Ms Duffield has long argued that spaces for biological women need to be protected, and that trans women should not be viewed as the same as biological women.

He replied that he now believed the same as Sir Tony Blair, that men had penises and women vaginas.

Ms Duffield, the Labour candidate for Canterbury who was previously investigated by the party over her gender-critical views, tweeted sarcastically: “From now on, I shall be submitting my every comment and thought (particularly those mainstream views which most people agree with) to the former Labour prime minister so that it may officially be de-toxified.”

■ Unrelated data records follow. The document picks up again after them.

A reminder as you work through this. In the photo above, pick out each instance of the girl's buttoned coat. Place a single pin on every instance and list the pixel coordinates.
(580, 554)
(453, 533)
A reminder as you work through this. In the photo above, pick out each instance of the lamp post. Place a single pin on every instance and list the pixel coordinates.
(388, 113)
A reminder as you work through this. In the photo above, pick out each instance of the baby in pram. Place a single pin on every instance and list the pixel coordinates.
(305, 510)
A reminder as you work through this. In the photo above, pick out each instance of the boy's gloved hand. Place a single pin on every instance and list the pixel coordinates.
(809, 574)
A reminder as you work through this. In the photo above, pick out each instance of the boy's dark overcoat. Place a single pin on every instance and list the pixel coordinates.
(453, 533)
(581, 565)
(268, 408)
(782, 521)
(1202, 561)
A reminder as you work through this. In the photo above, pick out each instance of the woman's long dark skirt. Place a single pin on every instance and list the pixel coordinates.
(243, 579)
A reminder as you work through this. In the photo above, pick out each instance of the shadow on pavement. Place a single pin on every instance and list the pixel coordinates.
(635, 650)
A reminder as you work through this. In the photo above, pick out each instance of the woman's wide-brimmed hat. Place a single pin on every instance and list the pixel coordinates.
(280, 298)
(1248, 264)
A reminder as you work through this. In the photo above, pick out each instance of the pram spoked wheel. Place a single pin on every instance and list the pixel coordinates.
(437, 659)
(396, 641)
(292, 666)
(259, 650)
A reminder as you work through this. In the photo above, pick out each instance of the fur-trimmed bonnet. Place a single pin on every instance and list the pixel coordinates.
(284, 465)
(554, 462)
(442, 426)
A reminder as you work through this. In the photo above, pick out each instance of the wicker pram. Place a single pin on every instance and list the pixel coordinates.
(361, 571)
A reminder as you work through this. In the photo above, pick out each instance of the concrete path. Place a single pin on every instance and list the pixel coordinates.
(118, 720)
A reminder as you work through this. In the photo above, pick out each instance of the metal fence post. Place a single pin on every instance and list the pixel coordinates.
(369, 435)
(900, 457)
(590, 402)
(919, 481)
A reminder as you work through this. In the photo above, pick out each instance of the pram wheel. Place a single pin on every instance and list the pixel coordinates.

Sir Keir has been criticised over his comments by women’s rights groups Fair Play for Women, the Women’s Rights Network and Sex Matters.

‘Still has a woman problem’

Heather Binning, founder of the Women’s Rights Network, said: “Last night on Question Time, Keir Starmer was asked about comments he had previously made about Rosie Duffield’s position on sex and gender.

“It was telling he chose to respond by saying he agreed with Tony Blair – a man. He could have said that despite his attempt to avoid a clear definition of ‘woman’ three years ago he of course understands the immutability of sex and the need to protect single-sex spaces.

“The Labour Party isn’t alone in demonstrating that it still has a woman problem when it comes to the topic of sex and gender. Starmer should show some leadership: clarity on the importance of sex protects women and girls, which is surely not a vote loser.”

In 2021 Sir Keir claimed it was “not right” to say that only women have a cervix amid a row involving Ms Duffield.

In April 2023, the Labour leader then said that “99.9 per cent of women… haven’t got a penis”.

Three months later, he changed his stance again, and said a woman is “an adult female”.

On Question Time, Sir Keir said: “On the biology, I agree with what Tony Blair said in relation to men having penises and women having vaginas.”

‘We lost sight of people’

However, in a seeming criticism of activists who do not believe in trans ideology, he added: “I was worried by the way in which the debate was being conducted: it got very toxic… and we lost sight of people in that.”

Dr Nicola Williams, director of Fair Play For Women, said in response: “The way Keir Starmer has dismissed women’s sex-based rights as ‘toxic’ and his failure to grasp the real-world harm done by defining ‘woman’ as an identity instead of a material reality, are a type of misogyny we increasingly see on the Left of politics.

“They mean I couldn’t possibly vote for Labour. If he fails to understand that women’s rights depend on understanding what it means to be a woman then what else does he fail to understand?

“If he is too cowardly to stand up to trans activists who prioritise the demands of trans-identifying men ahead of the needs of women, he doesn’t deserve to be prime minister.”

Helen Joyce, director of advocacy at Sex Matters, said: “Protecting women in both everyday situations such as changing rooms and in specialist settings such as prisons and hospitals means recognising that there are just two sexes, and that no one can change sex.

“Politicians of all parties have been confused and misled by the rhetoric of the trans lobby, which insists that how people identify matters more than their biology. Whoever forms the next government cannot keep ducking this issue.”

On Friday, the Labour leader killed off Nicola Sturgeon’s gender self-ID law after he pledged that a UK government veto will remain in force if he becomes prime minister.

On a visit to Scotland, the Labour leader was explicit that there would be no change in position from No 10 under his premiership, leaving no prospect of the legislation coming into force.